The Skipper waited until he had got into the main rigging, and then he told me to get down out of the top. He was in the act of following, when, all at once, there rose a loud outcry on deck, and then came the sound of a man screaming.

"Get out of my way, Jessop!" the Skipper roared, and swung himself down alongside of me.

I heard the Second Mate shout something from the starboard rigging. Then we were all racing down as hard as we could go. I had caught a momentary glimpse of a man running from the doorway on the port side of the fo'cas'le. In less than half a minute we were upon the deck, and among a crowd of the men who were grouped round something. Yet, strangely enough, they were not looking at the thing among them; but away aft at something in the darkness.

"It's on the rail!" cried several voices.

"Overboard!" called somebody, in an excited voice. "It's jumped over the side!"

"Ther' wer'n't nothin'!" said a man in the crowd.

"Silence!" shouted the Old Man. "Where's the Mate? What's happened?"

"Here, Sir," called the First Mate, shakily, from near the centre of the group. "It's Jacobs, Sir. He--he--"

"What!" said the Skipper. "What!"

"He--he's--he's--dead I think!" said the First Mate, in jerks.

"Let me see," said the Old Man, in a quieter tone.

The men had stood to one side to give him room, and he knelt beside the man upon the deck.

"Pass the lantern here, Jessop," he said.

I stood by him, and held the light. The man was lying face downwards on the deck. Under the light from the lantern, the Skipper turned him over and looked at him.

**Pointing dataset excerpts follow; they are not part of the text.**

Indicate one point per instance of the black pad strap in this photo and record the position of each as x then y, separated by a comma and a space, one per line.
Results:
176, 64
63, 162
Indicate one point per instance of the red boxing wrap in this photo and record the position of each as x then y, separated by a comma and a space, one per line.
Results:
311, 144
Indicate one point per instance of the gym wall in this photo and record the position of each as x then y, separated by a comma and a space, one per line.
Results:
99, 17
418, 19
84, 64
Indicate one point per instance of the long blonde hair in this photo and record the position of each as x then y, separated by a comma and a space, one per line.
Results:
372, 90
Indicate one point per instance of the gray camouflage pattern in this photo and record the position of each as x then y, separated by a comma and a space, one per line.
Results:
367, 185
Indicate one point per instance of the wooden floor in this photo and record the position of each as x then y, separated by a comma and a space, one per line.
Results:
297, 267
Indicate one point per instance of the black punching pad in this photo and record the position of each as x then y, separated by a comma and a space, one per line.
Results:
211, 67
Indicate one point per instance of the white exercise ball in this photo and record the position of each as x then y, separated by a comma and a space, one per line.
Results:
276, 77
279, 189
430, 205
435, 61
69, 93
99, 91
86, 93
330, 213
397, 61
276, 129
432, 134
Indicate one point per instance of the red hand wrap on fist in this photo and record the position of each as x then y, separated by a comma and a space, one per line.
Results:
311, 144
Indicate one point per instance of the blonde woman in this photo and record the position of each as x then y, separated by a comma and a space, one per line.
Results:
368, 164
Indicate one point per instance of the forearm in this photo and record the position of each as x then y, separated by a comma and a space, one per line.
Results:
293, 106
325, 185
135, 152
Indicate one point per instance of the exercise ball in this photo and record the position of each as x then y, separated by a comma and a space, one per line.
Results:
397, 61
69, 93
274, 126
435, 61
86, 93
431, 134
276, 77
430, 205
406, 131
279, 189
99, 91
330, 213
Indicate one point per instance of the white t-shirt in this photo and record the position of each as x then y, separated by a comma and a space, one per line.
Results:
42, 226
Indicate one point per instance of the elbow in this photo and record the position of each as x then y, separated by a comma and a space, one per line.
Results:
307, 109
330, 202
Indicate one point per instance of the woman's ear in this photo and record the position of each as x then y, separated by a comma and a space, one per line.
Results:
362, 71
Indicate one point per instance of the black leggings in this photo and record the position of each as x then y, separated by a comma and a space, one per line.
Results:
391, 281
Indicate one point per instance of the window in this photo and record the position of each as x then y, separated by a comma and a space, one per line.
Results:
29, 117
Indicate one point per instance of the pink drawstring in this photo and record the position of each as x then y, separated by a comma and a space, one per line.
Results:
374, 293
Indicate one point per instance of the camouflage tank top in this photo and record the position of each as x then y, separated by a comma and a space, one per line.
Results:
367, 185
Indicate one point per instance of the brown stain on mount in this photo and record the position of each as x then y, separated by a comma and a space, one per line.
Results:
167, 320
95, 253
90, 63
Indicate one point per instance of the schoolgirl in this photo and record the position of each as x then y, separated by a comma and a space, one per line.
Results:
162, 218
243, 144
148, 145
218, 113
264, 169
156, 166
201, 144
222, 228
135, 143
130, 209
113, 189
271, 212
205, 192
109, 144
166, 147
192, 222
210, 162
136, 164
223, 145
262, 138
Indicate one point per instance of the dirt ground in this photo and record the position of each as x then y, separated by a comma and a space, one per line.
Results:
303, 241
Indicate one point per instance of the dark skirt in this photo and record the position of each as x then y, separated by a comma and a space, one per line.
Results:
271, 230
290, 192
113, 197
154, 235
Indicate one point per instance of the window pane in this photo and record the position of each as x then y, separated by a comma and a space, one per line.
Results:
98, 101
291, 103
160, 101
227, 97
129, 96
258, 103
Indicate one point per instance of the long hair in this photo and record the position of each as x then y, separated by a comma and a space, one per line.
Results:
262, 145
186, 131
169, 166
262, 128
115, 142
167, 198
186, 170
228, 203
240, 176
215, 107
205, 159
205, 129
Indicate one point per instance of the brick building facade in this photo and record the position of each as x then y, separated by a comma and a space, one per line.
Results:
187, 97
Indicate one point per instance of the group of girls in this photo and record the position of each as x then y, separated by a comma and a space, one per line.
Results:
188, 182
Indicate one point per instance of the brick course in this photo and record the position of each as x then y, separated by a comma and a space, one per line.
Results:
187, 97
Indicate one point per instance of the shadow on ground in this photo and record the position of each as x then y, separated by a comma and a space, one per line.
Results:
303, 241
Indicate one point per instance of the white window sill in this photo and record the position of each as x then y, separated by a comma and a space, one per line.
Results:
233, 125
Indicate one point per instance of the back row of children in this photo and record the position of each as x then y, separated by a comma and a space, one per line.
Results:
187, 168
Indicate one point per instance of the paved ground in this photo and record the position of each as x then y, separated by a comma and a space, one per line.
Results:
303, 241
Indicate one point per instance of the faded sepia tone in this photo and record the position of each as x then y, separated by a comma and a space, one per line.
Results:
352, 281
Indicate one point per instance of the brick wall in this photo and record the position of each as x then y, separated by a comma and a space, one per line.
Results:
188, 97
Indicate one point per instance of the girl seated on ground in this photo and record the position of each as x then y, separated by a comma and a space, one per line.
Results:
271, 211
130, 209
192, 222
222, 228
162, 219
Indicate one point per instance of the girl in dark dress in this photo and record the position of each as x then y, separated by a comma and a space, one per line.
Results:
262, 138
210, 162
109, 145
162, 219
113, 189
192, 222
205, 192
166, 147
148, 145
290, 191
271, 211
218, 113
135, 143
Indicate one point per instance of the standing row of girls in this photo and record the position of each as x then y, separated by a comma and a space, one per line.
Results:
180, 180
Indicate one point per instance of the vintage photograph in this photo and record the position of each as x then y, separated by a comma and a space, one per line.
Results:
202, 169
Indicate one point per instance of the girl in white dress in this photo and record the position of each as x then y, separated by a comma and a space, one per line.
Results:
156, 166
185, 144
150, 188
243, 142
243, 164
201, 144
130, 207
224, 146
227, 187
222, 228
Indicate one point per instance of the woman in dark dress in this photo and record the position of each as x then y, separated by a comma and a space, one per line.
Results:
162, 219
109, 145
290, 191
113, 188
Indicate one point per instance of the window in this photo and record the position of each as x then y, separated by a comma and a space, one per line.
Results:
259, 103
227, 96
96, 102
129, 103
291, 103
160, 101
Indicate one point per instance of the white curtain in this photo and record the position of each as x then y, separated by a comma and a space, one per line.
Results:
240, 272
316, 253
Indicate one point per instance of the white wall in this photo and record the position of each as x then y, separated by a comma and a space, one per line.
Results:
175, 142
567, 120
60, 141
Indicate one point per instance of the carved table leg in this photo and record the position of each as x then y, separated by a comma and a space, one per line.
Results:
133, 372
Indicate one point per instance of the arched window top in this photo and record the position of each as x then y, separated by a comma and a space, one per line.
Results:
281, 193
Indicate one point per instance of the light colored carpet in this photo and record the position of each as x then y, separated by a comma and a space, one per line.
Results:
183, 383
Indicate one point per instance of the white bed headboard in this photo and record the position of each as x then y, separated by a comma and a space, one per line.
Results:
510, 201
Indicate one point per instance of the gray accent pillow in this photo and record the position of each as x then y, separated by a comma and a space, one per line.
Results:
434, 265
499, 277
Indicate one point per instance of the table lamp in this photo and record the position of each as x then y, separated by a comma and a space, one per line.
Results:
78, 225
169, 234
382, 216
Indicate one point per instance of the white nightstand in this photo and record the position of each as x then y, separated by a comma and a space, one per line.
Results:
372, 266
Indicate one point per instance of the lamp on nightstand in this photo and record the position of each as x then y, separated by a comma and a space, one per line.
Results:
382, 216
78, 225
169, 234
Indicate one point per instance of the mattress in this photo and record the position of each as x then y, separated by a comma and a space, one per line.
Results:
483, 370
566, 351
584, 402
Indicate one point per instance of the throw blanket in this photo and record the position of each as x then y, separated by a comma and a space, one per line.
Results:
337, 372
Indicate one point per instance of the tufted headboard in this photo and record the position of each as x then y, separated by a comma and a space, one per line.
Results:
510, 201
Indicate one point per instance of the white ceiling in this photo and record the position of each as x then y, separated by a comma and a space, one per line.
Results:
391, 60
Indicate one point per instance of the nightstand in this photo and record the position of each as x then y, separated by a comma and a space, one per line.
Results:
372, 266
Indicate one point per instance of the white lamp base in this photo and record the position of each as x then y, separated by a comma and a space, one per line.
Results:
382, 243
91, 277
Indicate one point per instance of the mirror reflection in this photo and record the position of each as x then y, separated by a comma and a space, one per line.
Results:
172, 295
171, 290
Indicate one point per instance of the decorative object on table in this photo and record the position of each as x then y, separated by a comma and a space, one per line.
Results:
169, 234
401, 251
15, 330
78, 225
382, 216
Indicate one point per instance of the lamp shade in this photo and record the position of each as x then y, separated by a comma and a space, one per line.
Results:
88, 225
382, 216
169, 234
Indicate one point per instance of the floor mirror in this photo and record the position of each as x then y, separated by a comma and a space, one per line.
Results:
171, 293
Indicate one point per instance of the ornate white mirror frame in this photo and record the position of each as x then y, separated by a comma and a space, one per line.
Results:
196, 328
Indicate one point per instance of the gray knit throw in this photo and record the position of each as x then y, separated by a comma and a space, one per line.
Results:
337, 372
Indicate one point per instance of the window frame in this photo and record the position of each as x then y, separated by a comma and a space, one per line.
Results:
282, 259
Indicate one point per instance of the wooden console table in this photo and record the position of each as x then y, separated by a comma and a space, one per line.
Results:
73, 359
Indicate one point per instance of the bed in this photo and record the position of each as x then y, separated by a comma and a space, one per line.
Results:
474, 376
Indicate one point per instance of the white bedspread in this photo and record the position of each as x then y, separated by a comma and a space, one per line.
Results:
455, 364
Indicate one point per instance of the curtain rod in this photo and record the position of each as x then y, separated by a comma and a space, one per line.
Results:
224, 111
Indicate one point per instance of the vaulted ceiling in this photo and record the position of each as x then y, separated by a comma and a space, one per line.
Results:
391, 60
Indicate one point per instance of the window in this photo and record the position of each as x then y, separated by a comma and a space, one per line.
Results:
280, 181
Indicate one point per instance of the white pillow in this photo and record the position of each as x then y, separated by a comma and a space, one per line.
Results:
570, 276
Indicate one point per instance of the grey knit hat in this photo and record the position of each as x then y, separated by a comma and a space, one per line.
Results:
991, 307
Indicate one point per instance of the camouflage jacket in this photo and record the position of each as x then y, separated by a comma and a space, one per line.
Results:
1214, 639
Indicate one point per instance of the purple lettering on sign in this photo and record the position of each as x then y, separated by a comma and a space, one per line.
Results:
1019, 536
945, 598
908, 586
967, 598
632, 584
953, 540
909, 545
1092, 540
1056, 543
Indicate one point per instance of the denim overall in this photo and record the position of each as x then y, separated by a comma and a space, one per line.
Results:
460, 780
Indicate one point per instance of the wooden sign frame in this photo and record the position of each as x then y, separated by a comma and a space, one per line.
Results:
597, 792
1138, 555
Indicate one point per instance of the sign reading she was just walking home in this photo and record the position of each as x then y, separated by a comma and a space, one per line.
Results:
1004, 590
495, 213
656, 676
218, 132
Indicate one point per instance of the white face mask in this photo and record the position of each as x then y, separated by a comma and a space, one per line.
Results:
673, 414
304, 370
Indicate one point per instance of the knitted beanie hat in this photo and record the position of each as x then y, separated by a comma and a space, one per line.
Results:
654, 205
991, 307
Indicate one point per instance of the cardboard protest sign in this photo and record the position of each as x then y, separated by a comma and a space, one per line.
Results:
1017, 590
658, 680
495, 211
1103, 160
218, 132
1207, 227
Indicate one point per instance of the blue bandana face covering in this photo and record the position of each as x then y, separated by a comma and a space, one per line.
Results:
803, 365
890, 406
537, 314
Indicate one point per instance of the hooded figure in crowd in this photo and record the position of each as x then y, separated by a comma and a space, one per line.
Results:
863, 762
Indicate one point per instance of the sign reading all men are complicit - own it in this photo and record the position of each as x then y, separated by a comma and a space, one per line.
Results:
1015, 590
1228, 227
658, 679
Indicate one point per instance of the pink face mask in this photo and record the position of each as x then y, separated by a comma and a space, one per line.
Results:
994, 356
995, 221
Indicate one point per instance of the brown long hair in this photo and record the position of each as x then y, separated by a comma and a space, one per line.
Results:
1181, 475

"Yes," he said, after a short examination. "He's dead."

He stood up and regarded the body a moment, in silence. Then he turned to the Second Mate, who had been standing by, during the last couple of minutes.

"Three!" he said, in a grim undertone.

The Second Mate nodded, and cleared his voice.

He seemed on the point of saying something; then he turned and looked at Jacobs, and said nothing.

"Three," repeated the Old Man. "Since eight bells!"

He stooped and looked again at Jacobs.

"Poor devil! poor devil!" he muttered.

The Second Mate grunted some of the huskiness out of his throat, and spoke.

"Where must we take him?" he asked, quietly. "The two bunks are full."